NAR’s strategic plan focuses on accountability and member value

“One project is to better equip real estate agents with actionable residential and commercial information,” NAR CEO Nykia Wright said during a news conference Sunday. “We do that, but we do it in a different way. The more RPR (Realtors Property Resource) AI brings online, we equip them with that. The more Lawrence Yun starts doing more predictive analytics at the local level, we add that online.”
According to the trade group, by implementing the three-year Strategic Plan, NAR will modernize the association, improve transparency and deliver greater value to members and empower them to hold the association accountable. This responsibility will be reflected in a new annual report that NAR will publish, detailing the work it has done to implement the strategic plan, and in quarterly reports issued during Executive Committee meetings discussing the progress of various projects.
NAR said it is currently unsure whether it will provide members with a quarterly report, saying it will depend on its ability to present the information in a clear and digestible way for members.
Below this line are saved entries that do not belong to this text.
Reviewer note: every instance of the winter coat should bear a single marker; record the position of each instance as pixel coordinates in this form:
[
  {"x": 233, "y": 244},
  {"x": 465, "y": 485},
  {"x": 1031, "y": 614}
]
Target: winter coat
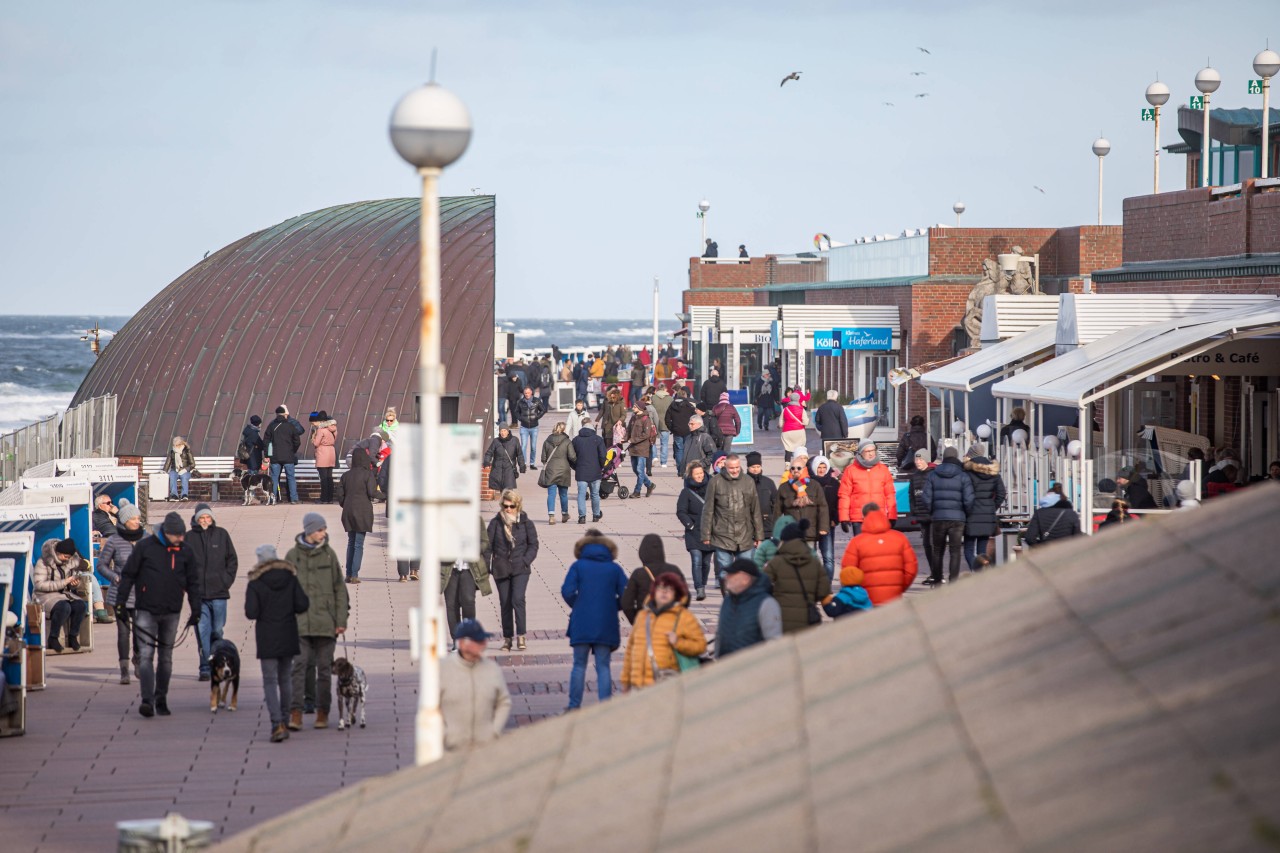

However, Wright noted that she will be at broker summits and NAR representatives will be on stage at state and local meetings across the country to talk to members about the projects and initiatives throughout the year.
“We build the airplane as we fly it,” Wright said.
And while not all of the projects in the plan are brand new, what is new, Wright said, is the responsibility NAR is taking on.
“Even for the projects and initiatives that are going forward, there is more accountability,” Wright said.
The Strategic Plan is the result of a massive industry outreach effort, with NAR saying it heard from more than 150,000 voices at every level of the association and industry.
“We’ve been socializing the plan across the country, across the thirteen regions, and a lot of people have been participating in that feedback,” Wright said. “The brokers meeting we had on October 13 and 14 was very important because those CEOs represented about 700,000+ of our members, so you can start to see how many stakeholder opinions were part of formulating the plan.”
The most valuable projects for members
Based on the feedback NAR received, it created a plan and identified 24 initiatives that its members believed would be most valuable to their membership experience. In examining these initiatives, the strategic planning committee created its 75 projects, but Wright says not all of these projects are created equally, with the trade group creating budgets in just a few weeks to implement some projects and several months to implement others.
“An example of something with a longer tail is zero-based budgeting,” says Wright. “You can’t transform a budget in three or four months, that’s going to require significant industry-wide moves because you also have to coordinate with your state and locals on the contribution dollars coming in. That’s been a frustration across the ecosystem when it comes to transparency, so our commitment to that is a very long project.”
Improvements to real-time market insights
Within these 75 projects, NAR has identified six signature projects as part of the plan. These strategic projects include improving the real-time market insights it provides members, creating a legal leadership forum to advance legal thought leadership, reviewing all board committees to clarify roles, minimize overlap and reduce redundancy, transforming the budgeting process and establishing consistency budget guardrails, developing resources to align those national, state and local associations and increasing Realtor’s brand value.
New obligations
In addition to these initiatives and signature projects, NAR is also making a series of commitments to members, partners, consumers and the industry as a whole.
For members, the idea is to help brokers thrive in their daily activities and build a proactive organization. To deliver on this promise, NAR said it plans to improve the tools, training and support it provides to its members, and will develop financial and operational systems and structures to provide rapid support to members.
For its partners, it is committed to driving collaborative solutions by doing things like co-creating programs and sharing resources, and fostering deeper partnerships based on transparency and shared goals.
When it comes to the industry, NAR is committed to protecting and advancing the legal interests of brokers by proactively shaping “legal protections that represent broker priorities and promoting a resulting industry,” and recommitting to professionalism by strengthening ethical standards and elevating current and emerging association leaders.
Finally, through the plan, NAR commits to championing real estate ownership for all through its advocacy work and cultivating trust in the Realtor brand, positioning it as a trusted symbol of expertise, integrity and reliable service.
As NAR looks to the future, the trade group said there are “big boulders” they need to move to turn the association around. Three of the biggest bottlenecks, according to NAR, are the growth of its products and services, as well as its education portfolio, efficiency gains, especially those related to financial transformation, and legal risk management.
“We are in a race to continue to prove our worth,” Wright said. “Let’s think about what each association in any industry is responsible for, and we meet those qualifications. We are here to serve and support the members.”